Karabelnikoff, 31, is focused on helping young people harness their future success. “We provide a culturally relevant context to digital fabrication,” he says, “which improves apprentices’ self-esteem, and establishes a basis for long-lasting success. By learning the skills needed to build a Qayaq, the apprentice will earn the pieces needed to build his or her own skin boat – the skeleton pieces, the paddles, and the skin. We provide the opportunity for building on a long line of successes.”

An historic Alaska Native qayaq (UA Museum of the North)
An historic Alaska Native qayaq (UA Museum of the North)

Qayaq’s second core mission develops equipment suitable for top-tier elite kayakers. Qayaq’s Bio-Metric personalized kayaks will allow the company to compete for elite customers willing to pay top dollar. He claims his Qayaq’s are not only customized to the buyer’s size, they are also socially responsible because they engage young people in positive work, and are environmentally responsible because kayaks encourage traditional boating.

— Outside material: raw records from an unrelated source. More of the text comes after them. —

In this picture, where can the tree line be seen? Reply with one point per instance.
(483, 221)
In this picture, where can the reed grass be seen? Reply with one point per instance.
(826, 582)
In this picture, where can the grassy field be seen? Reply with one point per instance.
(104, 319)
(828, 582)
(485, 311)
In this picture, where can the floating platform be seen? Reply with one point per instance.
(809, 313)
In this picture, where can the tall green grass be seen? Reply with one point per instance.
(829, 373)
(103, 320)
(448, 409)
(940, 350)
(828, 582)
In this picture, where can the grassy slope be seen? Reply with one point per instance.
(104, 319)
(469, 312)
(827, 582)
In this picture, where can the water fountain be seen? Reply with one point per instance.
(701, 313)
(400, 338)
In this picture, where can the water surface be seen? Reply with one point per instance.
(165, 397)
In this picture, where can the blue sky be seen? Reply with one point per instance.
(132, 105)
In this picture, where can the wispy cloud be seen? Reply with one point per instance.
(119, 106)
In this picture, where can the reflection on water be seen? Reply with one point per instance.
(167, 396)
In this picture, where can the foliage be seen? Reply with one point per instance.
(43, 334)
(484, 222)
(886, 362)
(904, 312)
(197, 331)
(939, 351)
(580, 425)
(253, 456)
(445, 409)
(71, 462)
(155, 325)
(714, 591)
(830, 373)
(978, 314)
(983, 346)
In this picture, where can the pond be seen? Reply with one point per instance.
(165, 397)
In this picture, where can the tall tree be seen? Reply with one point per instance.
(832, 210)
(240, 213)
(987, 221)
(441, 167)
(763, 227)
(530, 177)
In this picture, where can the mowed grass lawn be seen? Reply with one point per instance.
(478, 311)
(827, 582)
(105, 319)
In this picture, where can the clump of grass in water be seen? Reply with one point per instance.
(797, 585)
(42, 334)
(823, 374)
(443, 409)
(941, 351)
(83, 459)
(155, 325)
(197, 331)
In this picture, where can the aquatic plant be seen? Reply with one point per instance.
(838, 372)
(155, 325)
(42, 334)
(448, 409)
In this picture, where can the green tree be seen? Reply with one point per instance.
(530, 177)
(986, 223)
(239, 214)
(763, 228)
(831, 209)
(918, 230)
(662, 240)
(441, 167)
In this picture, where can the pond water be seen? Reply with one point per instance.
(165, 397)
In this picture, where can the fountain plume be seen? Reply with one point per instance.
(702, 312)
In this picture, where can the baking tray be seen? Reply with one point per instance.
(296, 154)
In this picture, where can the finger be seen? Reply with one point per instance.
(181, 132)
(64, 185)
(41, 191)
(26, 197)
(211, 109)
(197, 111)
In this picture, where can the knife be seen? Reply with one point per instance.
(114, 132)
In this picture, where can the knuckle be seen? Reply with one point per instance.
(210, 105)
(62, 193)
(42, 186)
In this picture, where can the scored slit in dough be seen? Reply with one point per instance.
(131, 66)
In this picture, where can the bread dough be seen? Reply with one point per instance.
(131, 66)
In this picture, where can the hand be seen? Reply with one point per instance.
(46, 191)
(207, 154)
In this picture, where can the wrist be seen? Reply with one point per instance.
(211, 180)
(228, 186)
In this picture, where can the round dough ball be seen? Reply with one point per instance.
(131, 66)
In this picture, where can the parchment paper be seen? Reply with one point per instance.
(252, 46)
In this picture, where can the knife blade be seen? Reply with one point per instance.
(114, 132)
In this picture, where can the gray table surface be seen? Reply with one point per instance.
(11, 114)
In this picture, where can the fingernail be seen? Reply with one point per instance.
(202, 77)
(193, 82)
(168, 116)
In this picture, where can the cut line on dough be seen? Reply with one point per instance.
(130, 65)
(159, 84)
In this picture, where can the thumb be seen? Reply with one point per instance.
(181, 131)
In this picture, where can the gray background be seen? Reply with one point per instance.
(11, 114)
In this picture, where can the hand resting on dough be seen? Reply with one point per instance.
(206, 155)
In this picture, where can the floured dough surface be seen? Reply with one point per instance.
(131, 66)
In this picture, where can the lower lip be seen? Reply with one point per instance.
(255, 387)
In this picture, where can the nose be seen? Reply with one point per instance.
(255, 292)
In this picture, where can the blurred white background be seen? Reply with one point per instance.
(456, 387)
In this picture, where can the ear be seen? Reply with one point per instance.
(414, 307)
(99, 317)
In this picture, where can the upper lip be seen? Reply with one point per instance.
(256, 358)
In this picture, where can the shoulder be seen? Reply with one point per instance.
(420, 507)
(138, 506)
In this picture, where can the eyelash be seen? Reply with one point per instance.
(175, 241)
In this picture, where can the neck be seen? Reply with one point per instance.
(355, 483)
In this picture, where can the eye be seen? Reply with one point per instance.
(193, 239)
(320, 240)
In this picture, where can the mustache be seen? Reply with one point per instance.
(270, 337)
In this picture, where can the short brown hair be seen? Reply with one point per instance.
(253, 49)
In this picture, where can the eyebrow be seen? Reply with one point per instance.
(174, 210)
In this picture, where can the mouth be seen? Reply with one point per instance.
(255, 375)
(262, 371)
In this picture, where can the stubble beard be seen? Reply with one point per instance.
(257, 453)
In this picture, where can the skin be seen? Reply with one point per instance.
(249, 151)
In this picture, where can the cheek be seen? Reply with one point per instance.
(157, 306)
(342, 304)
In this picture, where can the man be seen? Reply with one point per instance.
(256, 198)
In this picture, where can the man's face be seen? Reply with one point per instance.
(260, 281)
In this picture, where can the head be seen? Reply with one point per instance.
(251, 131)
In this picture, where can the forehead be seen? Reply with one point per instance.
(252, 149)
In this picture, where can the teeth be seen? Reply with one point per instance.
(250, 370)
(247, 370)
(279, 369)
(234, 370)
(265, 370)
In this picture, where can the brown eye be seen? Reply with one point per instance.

While young people in local schools and who work as apprentices have benefited from association with Karabelnikoff’s non-profit, Qayaq Co-Op has put together a Kickstarter campaign to train at-risk youth, especially Alaska Native youth. With funding from the campaign, Karabelnikoff wants to develop a culturally relevant social enterprise. This initiative would provide workforce development training and digital fabrication training for at-risk youth, particularly those who are Alaska Native. As is the case with Qayaq Co-Op, this Kickstarter campaign also aims to demonstrate a positive image of Alaska Native cultures to the broader community.

In addition to targeting at-risk youth, Karabelnikoff wants to jumpstart the development of an Anchorage-based maker space, a community-oriented, physical place, where people can collaborate on Native projects. He also needs to purchase digital manufacturing tools and secure space for prototyping and fabrication. With these initiatives in place, Karabelnikoff hopes to generate support for building community-based businesses related to kayaking.  Currently, Qayaq’s Kickstarter campaign, which ends Friday, May 18, is about $20,000 short of its goal.

Karabelnikoff says, “Apathy is a difficult one to overcome, especially in meager beginnings. The cynical say that there are not enough young people interested in our traditional skin boats, that aluminum skiffs with power motors are the only thing youth are interested in.”

The Qayaq Co-Op is determined to show the world how hungry urban Alaska Natives are for culture and a connection with the technological understandings of their ancestors. Karabelnikoff says the Qayaq Co-Op is about more than business. “Aleuts are Survivors. We are descended from one of the longest lasting civilizations on the planet, spanning thousands of years. In less than 50 years the population went from 20,000 to 2,000. Now we stand in the doorway between oblivion and revitalization; at times I do feel that the place where I come from doesn’t exist anymore. Then I hear the call from the future generations and answer it with the only prayer I know, one to be guided by my ancestors.”